O filme escolhido pela Islândia para representá-la no Oscar de 2024 não se concentra principalmente nas limitações do dedicado servo de Deus. O cerne da narrativa, desenvolvido ao longo dos quase 150 minutos de duração, gira em torno do silencioso e implacável conflito entre a natureza majestosa e poderosa e os dogmas e regras criados na tentativa de domesticar tanto a paisagem quanto os impulsos humanos. Uma metáfora apropriada para essa contínua luta é o hobby fotográfico do próprio padre Lucas. Ele se envolve profundamente em seu ritual com placas de vidro, sais de prata e outros elementos necessários para capturar a imagem de alguém. No entanto, o retrato resultante de seu esforço intelectual é apenas uma representação parcial. Ele não consegue capturar a complexidade das expressões humanas nem a vastidão dos horizontes que o cercam.

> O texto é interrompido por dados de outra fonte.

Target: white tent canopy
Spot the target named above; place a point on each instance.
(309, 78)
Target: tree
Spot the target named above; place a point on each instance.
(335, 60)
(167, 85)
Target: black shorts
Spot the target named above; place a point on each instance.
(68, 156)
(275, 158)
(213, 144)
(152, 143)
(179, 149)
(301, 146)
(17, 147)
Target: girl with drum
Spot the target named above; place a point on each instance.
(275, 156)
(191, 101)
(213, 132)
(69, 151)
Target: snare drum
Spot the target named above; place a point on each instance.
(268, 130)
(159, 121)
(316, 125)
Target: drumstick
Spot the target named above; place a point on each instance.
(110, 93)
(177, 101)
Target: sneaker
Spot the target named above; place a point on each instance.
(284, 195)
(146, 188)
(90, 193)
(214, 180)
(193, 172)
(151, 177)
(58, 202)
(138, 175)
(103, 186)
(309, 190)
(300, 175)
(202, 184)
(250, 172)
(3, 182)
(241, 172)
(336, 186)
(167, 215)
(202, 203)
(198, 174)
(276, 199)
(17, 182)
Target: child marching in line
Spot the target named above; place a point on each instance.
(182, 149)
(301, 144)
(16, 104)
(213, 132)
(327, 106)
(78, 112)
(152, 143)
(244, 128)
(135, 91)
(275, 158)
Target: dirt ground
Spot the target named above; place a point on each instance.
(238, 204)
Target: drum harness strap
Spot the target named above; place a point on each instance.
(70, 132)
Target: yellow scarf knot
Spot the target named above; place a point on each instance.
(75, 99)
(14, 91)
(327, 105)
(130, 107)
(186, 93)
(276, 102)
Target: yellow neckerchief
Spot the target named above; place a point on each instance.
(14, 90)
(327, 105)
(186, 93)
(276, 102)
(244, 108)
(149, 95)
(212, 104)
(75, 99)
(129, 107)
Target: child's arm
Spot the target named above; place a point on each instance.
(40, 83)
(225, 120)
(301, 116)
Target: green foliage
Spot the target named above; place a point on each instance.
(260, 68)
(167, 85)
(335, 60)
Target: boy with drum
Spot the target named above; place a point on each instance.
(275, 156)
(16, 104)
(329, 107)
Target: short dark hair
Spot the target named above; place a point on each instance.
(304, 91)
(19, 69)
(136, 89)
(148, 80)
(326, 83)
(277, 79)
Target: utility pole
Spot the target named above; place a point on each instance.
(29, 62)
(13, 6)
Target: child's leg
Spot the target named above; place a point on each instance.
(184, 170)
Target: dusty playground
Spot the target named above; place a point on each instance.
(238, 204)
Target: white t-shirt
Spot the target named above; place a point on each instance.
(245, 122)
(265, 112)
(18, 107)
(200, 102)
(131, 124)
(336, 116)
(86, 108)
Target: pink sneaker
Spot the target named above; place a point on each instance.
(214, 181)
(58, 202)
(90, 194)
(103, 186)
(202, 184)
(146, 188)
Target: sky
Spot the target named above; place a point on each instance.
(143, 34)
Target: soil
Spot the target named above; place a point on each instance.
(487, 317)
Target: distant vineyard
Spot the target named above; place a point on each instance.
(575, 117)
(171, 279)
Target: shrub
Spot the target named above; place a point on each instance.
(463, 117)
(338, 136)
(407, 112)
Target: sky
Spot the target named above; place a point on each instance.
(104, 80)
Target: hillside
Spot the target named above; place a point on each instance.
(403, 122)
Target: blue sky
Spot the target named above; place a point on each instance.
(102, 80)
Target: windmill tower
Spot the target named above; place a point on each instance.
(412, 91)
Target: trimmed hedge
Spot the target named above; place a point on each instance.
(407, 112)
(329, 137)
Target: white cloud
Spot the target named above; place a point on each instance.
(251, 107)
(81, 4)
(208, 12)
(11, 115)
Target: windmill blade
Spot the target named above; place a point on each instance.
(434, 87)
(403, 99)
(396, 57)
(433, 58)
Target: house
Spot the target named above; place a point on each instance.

A trama se desenrola a partir de uma conversa simples em um opulento palácio, repleto de riquezas, onde o jovem pastor Lucas é incumbido de uma missão que o levará muito além das fronteiras de seu mundo afetivo: a construção de uma igreja e a catequização dos habitantes locais.Ao invés de adotar o tradicional salto no tempo, onde a narrativa seguiria uma sequência de imagens diretas, o diretor faz uma escolha intrigante ao nos conduzir pela travessia do jovem padre por aquele ambiente desafiador. Nessa parte específica do filme, somos testemunhas de todo o seu sacrifício para navegar por aquela região. À medida que o caminho se torna progressivamente mais desafiador, chegando ao ponto de custar a vida de um homem, vemos o personagem principal mergulhar em reflexões profundas por meio de planos contemplativos, questionando se tudo o que ele está experimentando é um castigo divino ou uma prova da divindade.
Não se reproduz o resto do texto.